New data released by Statistics New Zealand shows that Bay of Plenty carbon emissions grew by 4.4 percent in 2019. The national average was an increase of 2.1 percent.
The report shows the rise in emissions in Bay of Plenty is primarily due to increases in agriculture and manufacturing emissions.
Bay of Plenty Regional Council General Manager of Strategy and Science, Namouta Poutasi, says this is sobering news for the region when we all need to be focusing on how we can reduce emissions and mitigate the impact of climate change.
“Transport is where Regional Council has the greatest ability to influence regional greenhouse gas emissions. Overall, we can see that transport related emissions make up 90 percent of household emissions and have been on the rise over the last decade. This is a worrying trend,” says Ms Poutasi.
The data shows there was a 2 percent increase in household transport emissions in 2019, as people continue to use their cars as their main way to travel, for example, to get to and from work.
“Regional Council is working to make other travel options, such as public transport, more accessible and affordable so more people are able to ditch the car. These actions are good for the community, for personal health and wellbeing, and good for the climate."
“One full bus can take more than 50 cars off the road so reducing the high dependence on car travel is key to addressing the challenge of rising greenhouse gas emissions.”
“We currently have five electric buses based in Tauranga, and will work towards having a fully electric, and/or hydrogen fueled, fleet for the whole region by 2028 when the last current contract comes up for renewal.”
“It’s a big investment, but electric buses are significantly cheaper to run than the diesel equivalents and offer a superior experience for passengers. A move towards zero emission buses will also be helped by financing available through the New Zealand Green Investment Fund, to which councils can apply for debt or possibly equity investments.”
“There is no silver bullet here, but all changes have potential to make a difference."
“As a country we’re on a mission to achieve net zero emissions by 2050. If we are to truly influence climate change trends, we all need to play our part,” says Ms Poutasi.
You can view the data on the Stats NZ website.
- In 2019, Bay of Plenty’s total emissions increased by 4.4 percent (147 kilotonnes), which was higher than the national increase of 2.1 percent. This was driven by an 85 kilotonne increase in agriculture emissions and a 27 kilotonne increase in manufacturing emissions.
- In 2019, 49 percent of Bay of Plenty’s emissions (1,695 kilotonnes) were from carbon dioxide and a further 39 percent (1,352 kilotonnes) from methane.
- Over the 2007–2019 period, Bay of Plenty’s emissions increased by 431 kilotonnes (14 percent).
- In 2019, 82 percent of Bay of Plenty’s emissions were from industry and 18 percent from households.

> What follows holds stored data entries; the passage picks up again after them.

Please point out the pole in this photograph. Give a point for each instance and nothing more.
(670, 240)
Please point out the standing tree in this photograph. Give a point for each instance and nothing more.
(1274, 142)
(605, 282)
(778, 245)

Bay of Plenty had one of the lowest emissions intensities across regions as it produced 183 tonnes of emissions per million dollars of GDP and 11 tonnes of emissions per person.
- In economic terms, Bay of Plenty’s top industries are owner-occupied property operation, manufacturing, and construction. Together these industries made up 24.3 percent of the region’s GDP in 2019.
- In 2020, Bay of Plenty’s GDP increased 6.1 percent ($1,078 million) and its population by 2.3 percent (7,400 people).
- Over the next year, Regional Council will be undertaking feasibility work to assess the scale of the decarbonisation challenge and potential costs of buses, additional power infrastructure and depots (required to house/ maintain an all-electric fleet).